What dropbox did was in Game Design terms, use the recruitment mechanic. It tells players to gather a team in order to accomplish a goal. "Get together your A-team" as the saying goes. Dropbox also understood, or created the perception, that data stored in the cloud was worth more than on the single device. By giving that currency as an incentive for recruitment, they were able to tap into a reward mechanic of greed.
For social media sites, there are different issues. The early days of Orkut [Google's first attempt at social media sites] became extremely popular in Brazil. Mainly because orkut had a leader board based on the number of members per country. The Brazilians saw that they could overtake America and other countries and it became a viral Epic Challenge for the Brazilians. That's not to say I'm a fan of leader boards, but they tapped into the Glory reward mechanic there.
Facebook tapped into the "God reward" which is all about Access. It was a closed system, only available to certain schools and colleges in the beginning. This meant that you had to be special to be on it. Not like today where everyone including your grandmother is on it.

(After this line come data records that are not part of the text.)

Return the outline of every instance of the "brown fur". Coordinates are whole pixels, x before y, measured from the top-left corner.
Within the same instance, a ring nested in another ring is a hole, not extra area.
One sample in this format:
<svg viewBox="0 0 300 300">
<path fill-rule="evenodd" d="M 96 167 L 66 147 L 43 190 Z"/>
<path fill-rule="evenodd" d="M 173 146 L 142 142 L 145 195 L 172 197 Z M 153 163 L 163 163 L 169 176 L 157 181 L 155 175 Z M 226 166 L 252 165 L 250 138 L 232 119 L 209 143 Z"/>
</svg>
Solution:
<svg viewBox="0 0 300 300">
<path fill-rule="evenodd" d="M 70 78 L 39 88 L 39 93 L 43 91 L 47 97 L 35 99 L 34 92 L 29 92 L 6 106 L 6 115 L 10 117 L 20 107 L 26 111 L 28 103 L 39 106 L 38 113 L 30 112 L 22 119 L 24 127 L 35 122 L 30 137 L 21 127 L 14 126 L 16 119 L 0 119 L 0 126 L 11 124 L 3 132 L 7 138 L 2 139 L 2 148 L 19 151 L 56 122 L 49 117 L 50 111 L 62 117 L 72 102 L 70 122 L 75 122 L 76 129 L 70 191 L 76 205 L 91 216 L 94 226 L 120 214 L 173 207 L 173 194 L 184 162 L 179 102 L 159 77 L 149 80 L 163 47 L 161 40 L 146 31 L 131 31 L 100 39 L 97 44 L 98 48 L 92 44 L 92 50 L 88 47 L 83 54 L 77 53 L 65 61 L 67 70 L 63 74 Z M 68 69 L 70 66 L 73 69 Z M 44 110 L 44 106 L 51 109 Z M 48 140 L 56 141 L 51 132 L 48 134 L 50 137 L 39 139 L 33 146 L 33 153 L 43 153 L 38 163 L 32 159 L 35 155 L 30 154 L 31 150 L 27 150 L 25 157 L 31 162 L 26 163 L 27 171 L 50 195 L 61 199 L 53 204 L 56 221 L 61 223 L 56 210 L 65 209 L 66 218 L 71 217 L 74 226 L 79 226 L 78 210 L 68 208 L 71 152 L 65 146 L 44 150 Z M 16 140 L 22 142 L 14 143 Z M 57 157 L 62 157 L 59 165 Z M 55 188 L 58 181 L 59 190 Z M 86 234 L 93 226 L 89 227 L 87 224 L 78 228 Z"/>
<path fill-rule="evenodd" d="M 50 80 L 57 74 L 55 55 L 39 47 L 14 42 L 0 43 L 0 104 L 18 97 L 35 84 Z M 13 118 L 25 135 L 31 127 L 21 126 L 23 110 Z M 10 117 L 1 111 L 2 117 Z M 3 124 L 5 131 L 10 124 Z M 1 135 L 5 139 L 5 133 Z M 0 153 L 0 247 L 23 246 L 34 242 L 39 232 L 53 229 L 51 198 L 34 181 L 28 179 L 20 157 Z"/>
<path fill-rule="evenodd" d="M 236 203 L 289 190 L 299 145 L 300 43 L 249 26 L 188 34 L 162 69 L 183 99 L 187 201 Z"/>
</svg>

Look at what your social media app has as far as a USP, and grant more of that for signup. Or allow access only by a certain groups at first. The reward needs to fit your app however, but be strong invite to invite.
I recently gave a talk to National Geographic about how they could increase subscribers by using this mechanic. The main idea of the campaign, "Who would you take on a National Geographic adventure? Fill the seats on the plane, and you could both win the trip." Take the usp and grant access to the experience once more than one friend has unlocked it.
I hope this gets your ideas turning.